PISCATAWAY, N.J. (December 31, 2020) – The Rutgers Institute for the Study of Employee Ownership and Profit Sharing today announced the appointment of 16 research fellows to investigate economic policies that can save jobs, boost middle class wages, close the wealth gap for Black and Latinx workers, and sustain small businesses through the COVID recession.
“Profit sharing and employee share ownership stakes at work can be an important part of middle-class incomes,” said Joseph Blasi, the J. Robert Beyster Distinguished Professor and Director of the Rutgers Institute for the Study of Employee Ownership and Profit Sharing. “With real wages growing slowly, the best middle-class jobs will also provide a share of profits or ownership based on the performance of the company.”

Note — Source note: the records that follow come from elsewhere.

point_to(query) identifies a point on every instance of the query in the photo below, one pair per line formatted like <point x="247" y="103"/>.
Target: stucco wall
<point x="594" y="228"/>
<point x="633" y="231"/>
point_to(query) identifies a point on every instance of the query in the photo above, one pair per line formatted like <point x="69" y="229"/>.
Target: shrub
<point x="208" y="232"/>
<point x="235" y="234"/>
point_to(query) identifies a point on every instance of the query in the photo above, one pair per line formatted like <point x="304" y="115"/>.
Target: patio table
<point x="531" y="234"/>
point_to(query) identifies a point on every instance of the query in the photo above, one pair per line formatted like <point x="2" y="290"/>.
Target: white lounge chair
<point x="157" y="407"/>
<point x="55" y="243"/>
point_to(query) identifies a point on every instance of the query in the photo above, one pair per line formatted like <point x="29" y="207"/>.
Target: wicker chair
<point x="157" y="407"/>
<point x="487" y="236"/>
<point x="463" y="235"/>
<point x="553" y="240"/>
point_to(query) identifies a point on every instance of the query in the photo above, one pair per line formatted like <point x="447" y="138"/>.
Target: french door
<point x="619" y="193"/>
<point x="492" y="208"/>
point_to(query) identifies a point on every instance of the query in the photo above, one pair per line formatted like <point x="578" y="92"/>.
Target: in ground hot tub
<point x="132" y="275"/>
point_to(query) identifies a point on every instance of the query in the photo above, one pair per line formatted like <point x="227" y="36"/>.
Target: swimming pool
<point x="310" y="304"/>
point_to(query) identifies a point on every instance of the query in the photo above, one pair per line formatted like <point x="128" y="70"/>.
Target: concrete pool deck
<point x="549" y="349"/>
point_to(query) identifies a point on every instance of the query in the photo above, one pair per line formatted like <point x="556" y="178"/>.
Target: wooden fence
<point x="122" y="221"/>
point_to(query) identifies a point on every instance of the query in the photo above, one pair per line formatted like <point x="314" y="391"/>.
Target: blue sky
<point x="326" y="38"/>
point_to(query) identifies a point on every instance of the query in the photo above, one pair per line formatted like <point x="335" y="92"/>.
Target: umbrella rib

Research shows that owning a piece of the company where you work and sharing in its profits can increase productivity, reduce employee turnover, and help workers build significant wealth. The diverse class of 2020-21 Rutgers research fellows will study how this model can resolve some of the most pressing economic issues of our time. Research highlights include:
- Most retiring small business owners do not have a succession plan. Now, the COVID recession is pressuring them to make a quick decision—putting millions of jobs at risk. Hilary Abell, Adria Scharf, and James Terezwill study what happens when retiring owners sell the business to their employees and managers because no family member can take over. (Terez is helping to lead a Rutgers initiative on this strategy for businesses owned by women and people of color.)
- The recession is disproportionately affecting women, Black and Latinx workers and shining a light on the income inequality they have always faced. Shares can help to close the gap. Maru Bautista will examine gig platform worker cooperatives that help immigrant women to find quality jobs. Tanya Brice Smith will build on the Institute’s Kellogg Project by analyzing how ESOPs enable Black women to accumulate wealth.
- People who serve time in prison sometimes face a difficult journey back to work and wellness. Adriane Clomax will research how working for an employee-owned company can improve mental health outcomes for formerly-incarcerated individuals.
- Christopher Michael will study a new format that allows retiring business owners to sell to an Employee Ownership Trust, or EOT. Michael’s work is supported by the new Joseph Cabral Endowment, which identifies new leading scholars in the field.
“The pandemic’s devastating effects on middle- and lower-income workers highlight the need for new approaches to increase economic resilience,” said Distinguished Professor Douglas Kruse, Associate Director of the Rutgers Institute for the Study of Employee Ownership and Profit Sharing and former Senior Economist for the White House Council of Economic Advisers. “Sharing economic rewards more broadly through employee share ownership and profit sharing has a lot of promise for bringing up the incomes and job security of regular workers.”
The Beyster family established the research fellowship program and the J. Robert Beyster endowed professorship in 2008. With generous support from the Beyster Foundation for Enterprise Development, the Employee Ownership Foundation, and other donors, it has grown to become one of the largest fellowship programs at Rutgers University. The scholars announced today will join the Institute’s global network of more than 100 research fellows and faculty mentors worldwide.
2020-21 Research Fellows
- Hilary Abell, Project Equity, Executive Fellow
- Maru Bautista, Center for Family Life, Executive Fellow
- Colin Birkhead, Duke University, Louis O. Kelso Fellow
- David Ciepley, University of Denver, Rutgers Research Fellow
- Adriane Clomax, University of Southern California, Corey Rosen Fellow
- Jamil Hassounah, Wilmington University, Rutgers Research Fellow
- Tony Kong, University of South Florida, Rutgers Research Fellow
- Jegoo Lee, University of Rhode Island, Rutgers Research Fellow
- Benjamin Leff, American University, Roland Attenborough Fellow
- Christopher Mackin, Harvard Law School, Ray Carey Fellow
- Christopher Michael, Rutgers University, Joseph Cabral Distinguished Scholar and Fellow
- Simon Pek, University of Victoria, Rutgers Research Fellow
- Adria Scharf, Rutgers University, J. Robert Beyster Fellow
- Tanya Brice Smith, Rutgers University, Robert W. Edwards Fellow
- Michael C. Sturman, Rutgers University, Lon and Lauren McGowan Fellow
- James Terez, Rutgers University, Corey Rosen Fellow
Rutgers School of Management and Labor Relations
About the School
The Rutgers School of Management and Labor Relations (SMLR) is the world’s leading source of expertise on managing and representing workers, designing effective organizations, and building strong employment relationships. SMLR’s Institute for the Study of Employee Ownership and Profit Sharing studies various models of profit and equity shares in the corporations and society of the United States and around the world. It sponsors an empirical research program, a competitive research fellowship program, a policy analysis unit, a technical assistance center (The NJ/NY Center for Employee Ownership), a program to assist professors to develop curriculum on shares (The Curriculum Library for Employee Ownership), and the world’s leading academic conferences on shares.